Celebrado tanto en México como en el extranjero, Cuevas ha gozado de una gran fortuna crítica, no solo por su rebeldía sino también por la calidad de su obra. Fundamentalmente autodidacta, es en lo esencial un expresionista (con ecos de Goya, Posada y Orozco) que en poco tiempo logró un lenguaje personal e inconfundible, tanto en su manejo de la línea y la mancha como en su repertorio iconográfico. Desde muy joven se nutrió en la capital de lo terrible cotidiano (la violencia en las calles, la locura enclaustrada en La Castañeda) y decidió plasmarlo.
Es un artista introspectivo que privilegia la tortura interna y los monstruos que la provocan. Dibuja y graba con maestría visiones oscuras de la condición humana. Nuestra miseria espiritual. Los locos, los mendigos, las prostitutas, los individuos alienados y los seres marginados son los motivos recurrentes en su obra. Sus personajes nunca son bellos, tampoco sus innumerables autorretratos; sus personajes son trágicos y pertenecen a un mundo en el que la belleza no existe. (La obra erótica del artista, cuyo sentido es la afirmación de la vida, es la contraparte perfecta de su obra más desgarradora).
Existen muchos artistas con habilidad para el dibujo mimético, pero pocos de ellos logran una iconografía, una temática y un estilo propio. José Luis Cuevas consiguió esto hace mucho tiempo y su mérito principal radica en su capacidad para crear mundos ficticios. Su dibujo no tiene como objetivo producir imágenes fieles a la realidad visible: su dibujo inventa personajes con vida propia. Con pleno dominio del trazo lineal y recursos creativos e iconográficos propios, crea personajes como si fuera un literato. Su obra gráfica es muy “literaria” y hay críticos que han encontrado en ella huellas de algún escritor consagrado. Un ejemplo: en su libro La pintura del siglo XX (1900-1974) (FCE, México, 1978), Jorge Romero Brest escribe: “sus dibujos y litografías son pictóricos, mezclando la línea, el tono y el claroscuro, con una movilidad extrema que hace pensar en Rembrandt y una angustia sostenida que hace pensar en Kafka” (p. 439).
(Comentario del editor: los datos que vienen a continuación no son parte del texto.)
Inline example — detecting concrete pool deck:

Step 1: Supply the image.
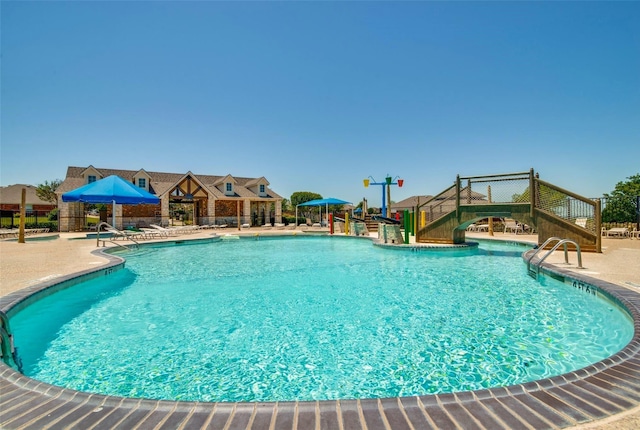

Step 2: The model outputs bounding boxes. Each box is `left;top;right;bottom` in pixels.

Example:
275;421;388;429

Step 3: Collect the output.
0;228;640;429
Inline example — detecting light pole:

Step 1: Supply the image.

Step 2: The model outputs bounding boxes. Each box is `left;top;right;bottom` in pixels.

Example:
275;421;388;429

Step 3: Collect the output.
362;175;404;218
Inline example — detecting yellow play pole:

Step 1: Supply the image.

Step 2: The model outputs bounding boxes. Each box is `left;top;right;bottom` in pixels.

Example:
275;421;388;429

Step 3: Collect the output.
18;188;27;243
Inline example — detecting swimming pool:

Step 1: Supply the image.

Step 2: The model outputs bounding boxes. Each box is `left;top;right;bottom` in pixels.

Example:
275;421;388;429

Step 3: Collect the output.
12;237;633;401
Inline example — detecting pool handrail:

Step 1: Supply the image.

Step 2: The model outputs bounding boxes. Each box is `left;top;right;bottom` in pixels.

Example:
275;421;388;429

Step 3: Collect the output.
527;236;584;278
0;311;22;373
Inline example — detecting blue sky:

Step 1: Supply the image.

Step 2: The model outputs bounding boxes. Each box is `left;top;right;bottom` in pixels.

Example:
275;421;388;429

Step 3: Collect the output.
0;1;640;206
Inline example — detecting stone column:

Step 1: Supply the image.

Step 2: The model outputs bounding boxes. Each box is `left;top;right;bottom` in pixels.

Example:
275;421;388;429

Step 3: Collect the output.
160;194;169;227
207;194;216;224
276;199;282;223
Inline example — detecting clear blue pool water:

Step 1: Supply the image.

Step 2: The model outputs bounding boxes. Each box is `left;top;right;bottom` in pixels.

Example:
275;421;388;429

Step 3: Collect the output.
12;237;633;401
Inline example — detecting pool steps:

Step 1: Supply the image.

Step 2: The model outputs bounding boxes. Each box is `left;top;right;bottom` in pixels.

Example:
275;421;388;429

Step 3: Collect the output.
527;237;584;279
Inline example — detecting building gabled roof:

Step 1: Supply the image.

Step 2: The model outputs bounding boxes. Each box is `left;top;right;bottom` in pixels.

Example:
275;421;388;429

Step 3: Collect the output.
56;166;282;199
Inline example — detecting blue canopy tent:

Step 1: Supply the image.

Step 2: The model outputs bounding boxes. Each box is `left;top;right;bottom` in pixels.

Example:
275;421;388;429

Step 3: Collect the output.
62;175;160;233
296;198;351;227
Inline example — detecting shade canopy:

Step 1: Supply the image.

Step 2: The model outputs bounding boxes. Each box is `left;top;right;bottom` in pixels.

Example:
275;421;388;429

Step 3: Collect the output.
62;175;160;205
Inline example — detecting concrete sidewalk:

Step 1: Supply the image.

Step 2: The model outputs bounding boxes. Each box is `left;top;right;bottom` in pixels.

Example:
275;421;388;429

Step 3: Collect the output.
0;228;640;430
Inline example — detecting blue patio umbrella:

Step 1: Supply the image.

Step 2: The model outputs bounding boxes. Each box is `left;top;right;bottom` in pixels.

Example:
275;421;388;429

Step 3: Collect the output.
62;175;160;227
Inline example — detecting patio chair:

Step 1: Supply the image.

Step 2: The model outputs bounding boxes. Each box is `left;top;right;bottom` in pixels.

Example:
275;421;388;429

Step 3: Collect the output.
576;218;587;228
607;227;629;238
504;219;524;234
105;226;144;242
149;224;178;236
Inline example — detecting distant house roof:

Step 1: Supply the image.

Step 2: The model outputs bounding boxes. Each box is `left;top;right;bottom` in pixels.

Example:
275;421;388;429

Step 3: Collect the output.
0;184;56;206
56;166;282;199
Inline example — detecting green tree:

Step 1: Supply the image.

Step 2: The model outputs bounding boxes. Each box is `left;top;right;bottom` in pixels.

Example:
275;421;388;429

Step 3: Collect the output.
36;179;62;204
602;174;640;222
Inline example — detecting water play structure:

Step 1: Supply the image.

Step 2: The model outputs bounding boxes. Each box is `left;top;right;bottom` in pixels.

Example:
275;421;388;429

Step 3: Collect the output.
414;169;602;252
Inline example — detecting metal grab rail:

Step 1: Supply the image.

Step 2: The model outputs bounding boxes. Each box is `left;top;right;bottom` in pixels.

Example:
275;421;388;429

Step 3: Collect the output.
0;311;22;373
96;221;140;251
527;237;584;278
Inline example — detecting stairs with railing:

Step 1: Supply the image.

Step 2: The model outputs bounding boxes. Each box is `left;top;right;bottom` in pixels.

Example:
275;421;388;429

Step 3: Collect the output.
416;169;602;252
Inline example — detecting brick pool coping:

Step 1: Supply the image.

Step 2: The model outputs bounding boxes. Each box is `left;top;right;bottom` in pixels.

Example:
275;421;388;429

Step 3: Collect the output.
0;240;640;430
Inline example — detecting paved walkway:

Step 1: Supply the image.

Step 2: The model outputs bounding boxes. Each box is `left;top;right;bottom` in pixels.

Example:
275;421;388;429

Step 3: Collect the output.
0;228;640;430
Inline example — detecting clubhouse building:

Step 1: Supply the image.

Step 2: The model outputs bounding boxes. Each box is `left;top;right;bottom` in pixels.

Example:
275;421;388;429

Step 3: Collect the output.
56;165;282;231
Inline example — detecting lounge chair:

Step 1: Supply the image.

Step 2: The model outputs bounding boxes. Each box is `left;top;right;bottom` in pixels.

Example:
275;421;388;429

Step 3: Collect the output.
149;224;178;236
140;227;169;239
504;220;524;234
607;227;629;237
105;226;144;242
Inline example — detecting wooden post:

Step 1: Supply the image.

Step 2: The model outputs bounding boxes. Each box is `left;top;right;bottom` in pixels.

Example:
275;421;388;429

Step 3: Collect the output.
18;188;27;243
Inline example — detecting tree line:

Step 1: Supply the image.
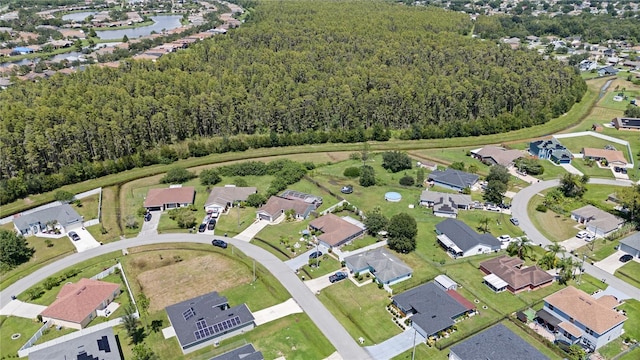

Hay más: lo “literario” también está presente en la escultura de Cuevas. Si lo terrible cotidiano ha caracterizado su obra gráfica, lo terrible fantástico es lo que ha distinguido su obra escultórica, que se incrementó en los años noventa con bronces de diversos tamaños, entre ellos La giganta (1991), espectacular obra que se encuentra en el patio del museo que lleva su nombre. Lo más sobresaliente de su obra tridimensional es su bestiario fantástico, inspirado en el poemario Animales impuros del escritor español José Miguel Ullán.
A este creador rebelde, uno de los artistas centrales del siglo XX mexicano, dedicó Octavio Paz en 1970 el poema “Totalidad y fragmento”, que concluye así: “desde el fondo del tiempo, desde el fondo del niño, cada día José Luis dibuja nuestra herida” (op. cit., pp. 489-490).